The Libertarian solution to global warming is to first assign damages to the guilty party, in this case, manufacturers of the internal combustion machine and the oil refineries. If we do not indicate them them that damages will be assigned, then they will take no action.
This site, by the way, shows the glacial cycels as determined by CO2 and temperature for the last half million years.
http://www.google.com/search?hl=en&q=new+ice+core+data
FB
Nov 4 2006 at 11:13am
Mark Kleiman on exactly this topic.
Blogging has been light, and will remain so through Sunday; I’m at a conference on energy and terrorism sponsored by the Foundation for Research on Economics and the Environment.
In today’s discussion about energy policy and global warming, Tom Schelling made a logical point that was new to me — though apparently it has been made in some of the technical literature — and seemed tremendously important.
The global temperature depends on how much radiation gets to the Earth from the Sun, and how much the Earth radiates back into space. If in fact (1) human activities are reducing the rate at which energy leaves the planet — which seems very likely — and (2) the resulting temperature increase and associated changes in climate and weather patterns will be disastrous — which seems plausible but is not certain — it is not the case that our only options for dealing with that problem involve reducing our contribution to the greenhouse effect.
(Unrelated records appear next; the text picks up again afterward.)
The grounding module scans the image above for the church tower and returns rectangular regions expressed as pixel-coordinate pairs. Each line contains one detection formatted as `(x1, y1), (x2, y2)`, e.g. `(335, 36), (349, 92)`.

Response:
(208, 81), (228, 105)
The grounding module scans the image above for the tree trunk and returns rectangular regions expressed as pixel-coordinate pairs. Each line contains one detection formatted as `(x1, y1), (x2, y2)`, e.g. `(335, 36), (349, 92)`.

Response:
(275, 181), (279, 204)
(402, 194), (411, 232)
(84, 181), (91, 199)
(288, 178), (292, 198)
The alternative would be to take more actions that decrease incoming energy.
It turns out that the aerosols and particulates we emit tend to increase the reflectance (albedo) of the planet; if in fact there was more warming early in the 20th century than later in the century, the reason may be that late in the century we put more sulfur oxides into the atmosphere. That was a bad idea in terms of acid rain, but perhaps it moderated the warming effect.
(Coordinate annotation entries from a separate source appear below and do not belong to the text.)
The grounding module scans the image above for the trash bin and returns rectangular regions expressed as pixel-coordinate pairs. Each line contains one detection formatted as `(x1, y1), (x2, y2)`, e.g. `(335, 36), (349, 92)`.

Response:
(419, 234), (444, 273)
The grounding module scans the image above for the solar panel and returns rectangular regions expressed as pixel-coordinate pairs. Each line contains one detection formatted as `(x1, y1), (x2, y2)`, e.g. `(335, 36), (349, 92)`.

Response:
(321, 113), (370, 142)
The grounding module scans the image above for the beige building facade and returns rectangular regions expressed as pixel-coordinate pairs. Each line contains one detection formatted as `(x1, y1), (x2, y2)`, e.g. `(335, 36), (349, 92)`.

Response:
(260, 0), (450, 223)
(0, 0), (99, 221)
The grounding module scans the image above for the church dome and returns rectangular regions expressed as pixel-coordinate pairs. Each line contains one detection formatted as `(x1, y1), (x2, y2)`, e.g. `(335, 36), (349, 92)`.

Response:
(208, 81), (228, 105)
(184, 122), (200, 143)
So, Schelling asked, how much would it cost to increase the Earth’s albedo by enough to offset the damage from increased greenhouse-gas emissions? The necessary change involves a fraction of a percent of incident solar energy, not enough to be observable without precise instruments. Some apparently minor changes might do the trick: slightly degrading the performance of jet aircraft engines could put more carbon black into the statosphere. A higher-tech solution would be to put lots of reflective mylar in low-earth orbit; a lower-tech solution would be to scatter lots of ping-pong balls in tropical waters; an extremely cute solution, if practicable, would be to stimulate the formation of cirrus clouds over parts of the Pacific Ocean.
Of course any and all of these might turn out to have unwanted side effects. But any attempt to massively reduce greenhouse gas production would be certain to have big unwanted side effects. And, as Schelling pointed out, if we can find cheap means of increasing the albedo we avoid some horrendous diplomatic problems along with huge economic sacrifices.
It seems to me that, in political terms, those who want to resist calls for controls on GHG emissions would be better off pushing low-cost albedo-increasing measures than trying to deny that anthropogenic global warming is real or trying to pretend that letting the global temperature rise another couple of degrees Celsius represents a prudent risk.
BT
Nov 6 2006 at 8:29am
Incredible! Arnold is not the only one intrigued by a solar shades.
http://www.sciencedaily.com/releases/2006/11/061104090409.htm
PS: Science Daily is a bit of a tabloid imho.